Title : Super-resolution image reconstruction framework based on the joint spatial-frequency reconstruction method
Abstract:
Super-resolution structured illumination microscopy (SR-SIM) is finding increasing application in biomedical research due to its capacities of high-speed imaging and minimzing photodamage, which is superior capability to visualize the subcellular dynamics in living cells. However, an issue that has plagued SR-SIM since its inception, is an inefficient imaging process resulting from a disjointed workflow and slow, complex, reconstruction algorithms. This nullifies real-time imaging as 4 to 8 s is required to reconstruct a single SR image of 1024 × 1024 pixels in size and impedes the widespread application of SR-SIM among biologists.
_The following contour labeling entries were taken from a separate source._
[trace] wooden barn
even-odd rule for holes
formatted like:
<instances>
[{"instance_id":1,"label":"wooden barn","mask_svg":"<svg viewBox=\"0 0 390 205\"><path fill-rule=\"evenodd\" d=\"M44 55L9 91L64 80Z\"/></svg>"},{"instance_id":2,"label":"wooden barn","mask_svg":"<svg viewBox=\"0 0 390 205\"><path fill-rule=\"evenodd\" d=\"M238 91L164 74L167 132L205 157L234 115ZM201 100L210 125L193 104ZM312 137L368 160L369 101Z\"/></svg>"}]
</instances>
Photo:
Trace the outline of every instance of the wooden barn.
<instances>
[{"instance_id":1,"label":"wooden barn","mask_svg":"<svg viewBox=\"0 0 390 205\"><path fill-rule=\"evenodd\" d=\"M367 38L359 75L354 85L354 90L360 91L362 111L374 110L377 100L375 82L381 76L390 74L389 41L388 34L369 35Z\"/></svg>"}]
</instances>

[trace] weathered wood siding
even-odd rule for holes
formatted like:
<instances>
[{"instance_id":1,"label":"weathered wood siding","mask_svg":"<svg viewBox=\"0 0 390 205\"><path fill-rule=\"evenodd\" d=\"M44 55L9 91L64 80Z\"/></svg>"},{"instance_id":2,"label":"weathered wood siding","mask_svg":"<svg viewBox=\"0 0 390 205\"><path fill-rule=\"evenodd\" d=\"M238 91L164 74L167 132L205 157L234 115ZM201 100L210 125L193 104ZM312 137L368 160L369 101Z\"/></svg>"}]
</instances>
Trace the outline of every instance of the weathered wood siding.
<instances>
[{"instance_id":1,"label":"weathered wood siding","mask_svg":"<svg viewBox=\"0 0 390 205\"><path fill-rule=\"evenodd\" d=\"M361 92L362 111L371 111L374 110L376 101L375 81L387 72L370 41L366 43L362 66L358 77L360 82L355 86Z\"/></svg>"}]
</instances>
We have presented the Joint Spatial-Frequency Reconstruction method (JSFR-SIM), which recovers the super-resolution image in the spatial domain with a simplified workflow, and optimizes the image qualities in the frequency domain. Here we used this method as a framework to improve the application of SIM. To reduce the reconstruction artifacts, we firstly integrate the high-fidelity reconstruction algorithm (HiFi-SIM) based on PSF engineering with our JSFR method, ensuring high quality reconstruction results and improving reconstruction speed. We achieve real-time reconstruction, display and storage of high-fidelity, super-resolved images of live cells. Secondly, the framework is introduced into 3D-SIM and shorten the single-frame reconstruction time into 11 ms@1024×1024 pixels, providing a real-time imaging scheme for 3D super-resolution results preview. Finally, we extend the framework into nonlinear SIM, and compress the time into 8.7 ms@1536×1536 pixels for reconstructing a second-order nonlinear SIM data with 63 original images. These results demonstrate that our methods break through the traditional frequency domain reconstruction framework in SR-SIM and speed up the super-resolution image reconstruction. The JSFR-SIM will greatly improve the work efficiency of biologists and facilitate SR-SIM as a routine tool in more biomedical laboratories.